2. Unlike SQL, which allows joining the same table on different keys to different tables, here the same one field must be used
on a stream. Fields Grouping ensures the right tuples are routed to the right instances of a Join Bolt. Consequently the
FieldsGrouping field must be same as the join field, for correct results. To perform joins on multiple fields, the fields
can be combined into one field and then sent to the Join bolt.
## Tips:
1. Joins can be CPU and memory intensive. The larger the data accumulated in the current window (proportional to window
length), the longer it takes to do the join. Having a short sliding interval (few seconds for example) triggers frequent
joins. Consequently performance can suffer if using large window lengths or small sliding intervals or both.

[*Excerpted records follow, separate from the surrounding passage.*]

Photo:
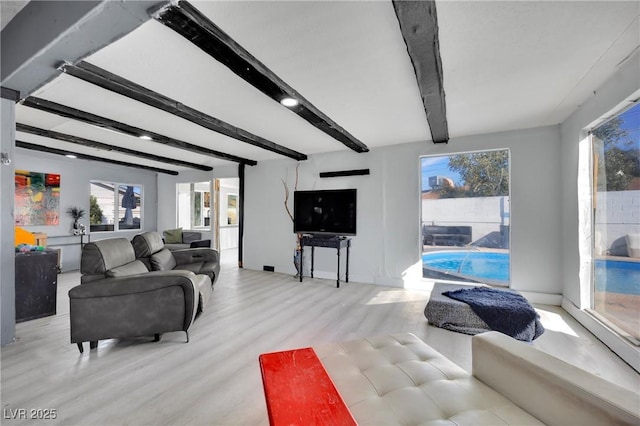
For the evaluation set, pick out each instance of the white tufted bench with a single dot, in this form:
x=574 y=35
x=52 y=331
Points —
x=400 y=380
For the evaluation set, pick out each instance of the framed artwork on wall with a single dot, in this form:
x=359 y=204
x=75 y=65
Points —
x=37 y=198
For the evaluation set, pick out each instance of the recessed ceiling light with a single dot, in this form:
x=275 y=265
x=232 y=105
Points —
x=289 y=102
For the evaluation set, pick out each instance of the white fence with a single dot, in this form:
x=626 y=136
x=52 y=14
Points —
x=617 y=214
x=484 y=214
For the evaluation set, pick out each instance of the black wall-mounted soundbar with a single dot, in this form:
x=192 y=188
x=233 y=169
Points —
x=359 y=172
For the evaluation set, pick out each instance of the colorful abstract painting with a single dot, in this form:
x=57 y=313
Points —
x=37 y=199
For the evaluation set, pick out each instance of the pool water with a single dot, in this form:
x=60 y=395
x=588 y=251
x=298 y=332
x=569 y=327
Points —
x=475 y=265
x=612 y=276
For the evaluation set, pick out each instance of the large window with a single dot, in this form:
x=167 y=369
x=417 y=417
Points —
x=194 y=205
x=114 y=206
x=615 y=290
x=465 y=217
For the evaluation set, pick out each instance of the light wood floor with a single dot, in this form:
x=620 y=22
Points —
x=215 y=379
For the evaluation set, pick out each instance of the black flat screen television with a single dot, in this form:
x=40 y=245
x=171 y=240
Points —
x=325 y=212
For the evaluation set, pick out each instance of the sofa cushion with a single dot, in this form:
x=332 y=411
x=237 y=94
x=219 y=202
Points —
x=132 y=268
x=146 y=244
x=173 y=236
x=100 y=256
x=163 y=261
x=190 y=236
x=399 y=379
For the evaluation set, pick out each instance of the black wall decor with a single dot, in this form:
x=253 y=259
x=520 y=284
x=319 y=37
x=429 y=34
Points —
x=358 y=172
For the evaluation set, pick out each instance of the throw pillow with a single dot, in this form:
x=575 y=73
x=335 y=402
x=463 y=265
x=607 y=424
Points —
x=173 y=236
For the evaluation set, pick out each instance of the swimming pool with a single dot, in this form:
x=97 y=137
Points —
x=613 y=276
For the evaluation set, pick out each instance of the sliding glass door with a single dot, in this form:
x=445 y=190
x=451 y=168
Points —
x=615 y=292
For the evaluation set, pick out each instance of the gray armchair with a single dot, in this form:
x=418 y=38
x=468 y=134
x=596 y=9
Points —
x=118 y=297
x=150 y=249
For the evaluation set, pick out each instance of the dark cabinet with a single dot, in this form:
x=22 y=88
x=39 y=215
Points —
x=36 y=284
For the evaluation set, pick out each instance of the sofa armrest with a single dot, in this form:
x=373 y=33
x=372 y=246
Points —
x=201 y=254
x=200 y=243
x=132 y=284
x=548 y=388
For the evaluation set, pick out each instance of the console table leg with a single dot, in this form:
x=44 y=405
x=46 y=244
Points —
x=313 y=255
x=347 y=273
x=338 y=274
x=301 y=260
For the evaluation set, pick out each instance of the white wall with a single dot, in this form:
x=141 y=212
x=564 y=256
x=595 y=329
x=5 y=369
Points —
x=622 y=88
x=74 y=191
x=386 y=249
x=7 y=253
x=228 y=233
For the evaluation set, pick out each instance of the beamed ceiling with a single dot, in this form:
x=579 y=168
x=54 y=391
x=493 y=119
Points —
x=203 y=79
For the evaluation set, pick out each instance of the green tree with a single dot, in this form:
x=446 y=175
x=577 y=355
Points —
x=95 y=212
x=484 y=174
x=617 y=161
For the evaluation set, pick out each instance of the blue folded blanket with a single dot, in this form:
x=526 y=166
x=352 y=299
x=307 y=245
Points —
x=504 y=311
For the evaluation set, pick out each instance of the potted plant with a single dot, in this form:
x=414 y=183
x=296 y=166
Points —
x=76 y=214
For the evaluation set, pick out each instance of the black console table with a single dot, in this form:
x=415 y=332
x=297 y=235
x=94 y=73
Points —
x=332 y=242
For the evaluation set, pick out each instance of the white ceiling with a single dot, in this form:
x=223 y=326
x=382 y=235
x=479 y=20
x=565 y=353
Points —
x=506 y=65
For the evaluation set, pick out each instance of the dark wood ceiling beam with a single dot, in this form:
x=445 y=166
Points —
x=106 y=123
x=109 y=81
x=187 y=21
x=42 y=148
x=106 y=147
x=419 y=26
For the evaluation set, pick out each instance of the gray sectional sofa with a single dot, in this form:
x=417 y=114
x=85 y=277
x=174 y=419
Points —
x=123 y=294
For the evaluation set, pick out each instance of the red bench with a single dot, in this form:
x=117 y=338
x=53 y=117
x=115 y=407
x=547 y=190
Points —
x=298 y=390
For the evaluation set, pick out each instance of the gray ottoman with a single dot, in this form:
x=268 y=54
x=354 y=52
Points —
x=450 y=314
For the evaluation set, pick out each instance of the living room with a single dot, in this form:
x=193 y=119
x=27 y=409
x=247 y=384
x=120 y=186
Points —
x=385 y=266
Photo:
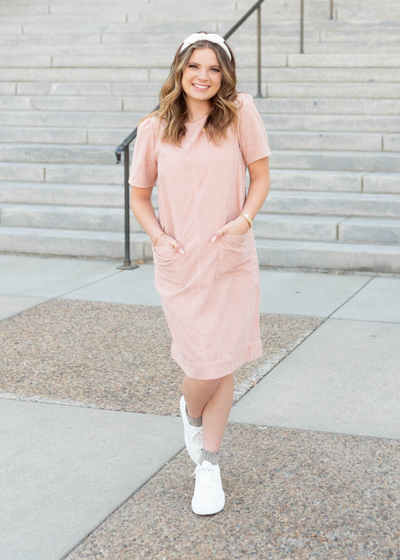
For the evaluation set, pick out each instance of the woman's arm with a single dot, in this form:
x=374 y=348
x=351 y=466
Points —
x=259 y=186
x=143 y=211
x=256 y=196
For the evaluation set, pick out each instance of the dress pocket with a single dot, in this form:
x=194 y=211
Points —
x=167 y=268
x=234 y=256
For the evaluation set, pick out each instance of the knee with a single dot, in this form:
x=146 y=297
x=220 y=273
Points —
x=209 y=383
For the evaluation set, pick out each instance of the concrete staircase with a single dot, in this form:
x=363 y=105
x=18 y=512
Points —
x=76 y=78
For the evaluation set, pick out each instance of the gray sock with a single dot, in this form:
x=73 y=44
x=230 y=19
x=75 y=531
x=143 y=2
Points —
x=194 y=421
x=211 y=456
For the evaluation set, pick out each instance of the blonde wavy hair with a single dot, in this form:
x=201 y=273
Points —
x=172 y=98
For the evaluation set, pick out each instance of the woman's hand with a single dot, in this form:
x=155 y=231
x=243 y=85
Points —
x=166 y=241
x=238 y=226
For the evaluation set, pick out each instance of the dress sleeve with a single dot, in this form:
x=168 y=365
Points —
x=253 y=139
x=144 y=170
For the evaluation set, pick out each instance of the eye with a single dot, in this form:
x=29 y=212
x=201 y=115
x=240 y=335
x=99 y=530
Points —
x=195 y=66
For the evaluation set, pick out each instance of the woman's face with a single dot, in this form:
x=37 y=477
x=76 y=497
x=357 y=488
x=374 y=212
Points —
x=203 y=69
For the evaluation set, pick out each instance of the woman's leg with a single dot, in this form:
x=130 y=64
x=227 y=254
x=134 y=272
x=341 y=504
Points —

2. Duplication of joined records across windows is possible when using Sliding Windows. This is because the tuples continue to exist
across multiple windows when using Sliding Windows.
3. If message timeouts are enabled, ensure the timeout setting (topology.message.timeout.secs) is large enough to comfortably
accommodate the window size, plus the additional processing by other spouts and bolts.
4. Joining a window of two streams with M and N elements each, *in the worst case*, can produce MxN elements with every output tuple
anchored to one tuple from each input stream. This can mean a lot of output tuples from JoinBolt and even more ACKs for downstream bolts
to emit. This can place a substantial pressure on the messaging system and dramatically slowdown the topology if not careful.
To manage the load on the messaging subsystem, it is advisable to:
* Increase the worker's heap (topology.worker.max.heap.size.mb).
* **If** ACKing is not necessary for your topology, disable ACKers (topology.acker.executors=0).
* Disable event logger (topology.eventlogger.executors=0).
* Turn of topology debugging (topology.debug=false).
* Set topology.max.spout.pending to a value large enough to accommodate an estimated full window worth of tuples plus some more for headroom.
This helps mitigate the possibility of spouts emitting excessive tuples when messaging subsystem is experiencing excessive load. This situation
can occur when its value is set to null.
* Lastly, keep the window size to the minimum value necessary for solving the problem at hand.